Nicholas: I see great value in tutorial videos, but I definitely stand by the “learn-by-experience” method. I take this from my academic experience, where I learned a lot of theory in my engineering classes, but the most useful and memorable learning experiences came from my internships and side projects. It also works the same way in my music production experiences – I have never watched a production tutorial video or taken a courses. The way I learnt was by sitting down one day and just tinkered on FL Studio for hours.
However, I recognize that this method of learning is not for everyone. At Mixathon48, we hope to further branch out to reach all types of education, and we plan to start developing tutorial videos too.
Traditional remix competitions can last for weeks – you do it all in the span of 48 hours. Have you seen any noticeable difference in quality of submissions?

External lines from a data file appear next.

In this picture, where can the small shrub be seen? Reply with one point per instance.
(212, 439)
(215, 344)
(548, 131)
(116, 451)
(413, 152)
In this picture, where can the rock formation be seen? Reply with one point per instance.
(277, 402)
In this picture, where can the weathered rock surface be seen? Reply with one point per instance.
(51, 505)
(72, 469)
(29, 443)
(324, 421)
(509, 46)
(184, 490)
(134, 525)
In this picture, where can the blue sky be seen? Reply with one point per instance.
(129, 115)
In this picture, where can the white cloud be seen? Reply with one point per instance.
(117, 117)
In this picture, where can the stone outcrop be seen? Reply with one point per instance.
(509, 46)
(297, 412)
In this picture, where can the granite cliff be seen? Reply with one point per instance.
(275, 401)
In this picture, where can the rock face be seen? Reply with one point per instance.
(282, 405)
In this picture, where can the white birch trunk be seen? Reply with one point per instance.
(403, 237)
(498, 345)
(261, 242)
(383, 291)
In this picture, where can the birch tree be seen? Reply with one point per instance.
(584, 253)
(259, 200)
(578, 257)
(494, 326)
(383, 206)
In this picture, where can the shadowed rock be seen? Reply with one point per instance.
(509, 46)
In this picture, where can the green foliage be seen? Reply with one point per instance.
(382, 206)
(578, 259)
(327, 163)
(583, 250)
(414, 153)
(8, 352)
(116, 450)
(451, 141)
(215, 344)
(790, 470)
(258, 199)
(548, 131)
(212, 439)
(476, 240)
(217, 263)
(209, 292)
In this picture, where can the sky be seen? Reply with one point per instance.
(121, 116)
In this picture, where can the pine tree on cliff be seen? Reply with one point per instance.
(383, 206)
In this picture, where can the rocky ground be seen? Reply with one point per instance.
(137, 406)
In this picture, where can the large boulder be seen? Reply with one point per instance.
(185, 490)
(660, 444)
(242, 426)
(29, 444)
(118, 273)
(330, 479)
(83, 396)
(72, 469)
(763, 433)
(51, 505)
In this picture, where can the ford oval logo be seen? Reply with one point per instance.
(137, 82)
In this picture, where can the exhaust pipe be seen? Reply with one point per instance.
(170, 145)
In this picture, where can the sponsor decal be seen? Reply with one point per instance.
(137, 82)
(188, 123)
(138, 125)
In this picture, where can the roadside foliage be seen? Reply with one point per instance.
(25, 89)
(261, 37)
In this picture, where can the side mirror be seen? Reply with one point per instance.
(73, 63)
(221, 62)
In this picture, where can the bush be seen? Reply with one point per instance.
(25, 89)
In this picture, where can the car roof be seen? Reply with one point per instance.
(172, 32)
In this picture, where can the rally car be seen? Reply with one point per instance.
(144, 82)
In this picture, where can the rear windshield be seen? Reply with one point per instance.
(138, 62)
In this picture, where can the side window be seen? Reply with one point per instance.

Do you believe that the truncated submission period forces producers to think more quickly, and perhaps more outside the box?
Nicholas: The purpose of our events is not to create fully-produced and fully-mastered tracks, in the same way hardware hackathons don’t churn out fully-developed products. It’s more about the learning experience and looking at what you’ve made in 48 hours. The short timespan forces you to work quickly, effectively and also pushes you to creative boundaries like never before. I like to think of it as an ultra-accelerated (and caffeinated) learning. That being said, the submissions we received are nothing short of amazing and I would not be surprised if I heard one of the winning submissions on the radio.
What opportunities are generally awarded to winners of your events? You have partnerships with various tech businesses, like Ableton and Image Line. But do you have any connections with labels, so that winners can seamlessly transfer their accomplishments to real world monetization?
Nicholas: We’ve developed strategic partnerships with music software companies like Ableton, Image-Line and Wearhaus, and also publicity opportunities through Your EDM. We’ve worked with small recording labels in Europe, but our next steps are to meet with more record labels who can help our winners become music label artists.
Obviously, participants can’t produce for 48 hours straight. (Okay they can, but that wouldn’t be wise or healthy.) Does the time limit account for average sleep? Or is it a strict limit you’re adhering to? Why 48 hours versus 72 or 96?
Nicholas: We set the time limit to 48 hours over a weekend when people would be the most free, typically the whole Saturday and Sunday. We wanted to open this up to as many people as possible and so we didn’t want to interfere with the work week. The 48 hours accounts for everything from when we release our stems to the public to online submission of the track.
How do you hope Mixathon48 influences future innovations in production and learning? What’s the mark you want to leave on this industry?
Nicholas: Mixathon48 currently holds online competitions which can take place in anyone’s bedroom to a professional recording studio. This is great because it allows for entries all around the world regardless of location. In the future, I want Mixathon48 to hold in-person live competitions, where producers can gather together in a giant exhibition hall filled with the latest music production gear, software and a range of musical instruments. It would be something of a big festival, a magical gathering of musical minds sharing ideas together. Sprinkled around the exhibition would be production workshops, guest speakers in the music industry, and after the event we would hold a small concert with guest performers featuring some of the winners. I hope Mixathon48 becomes a world leader in music production education as well as a creator for new innovative events.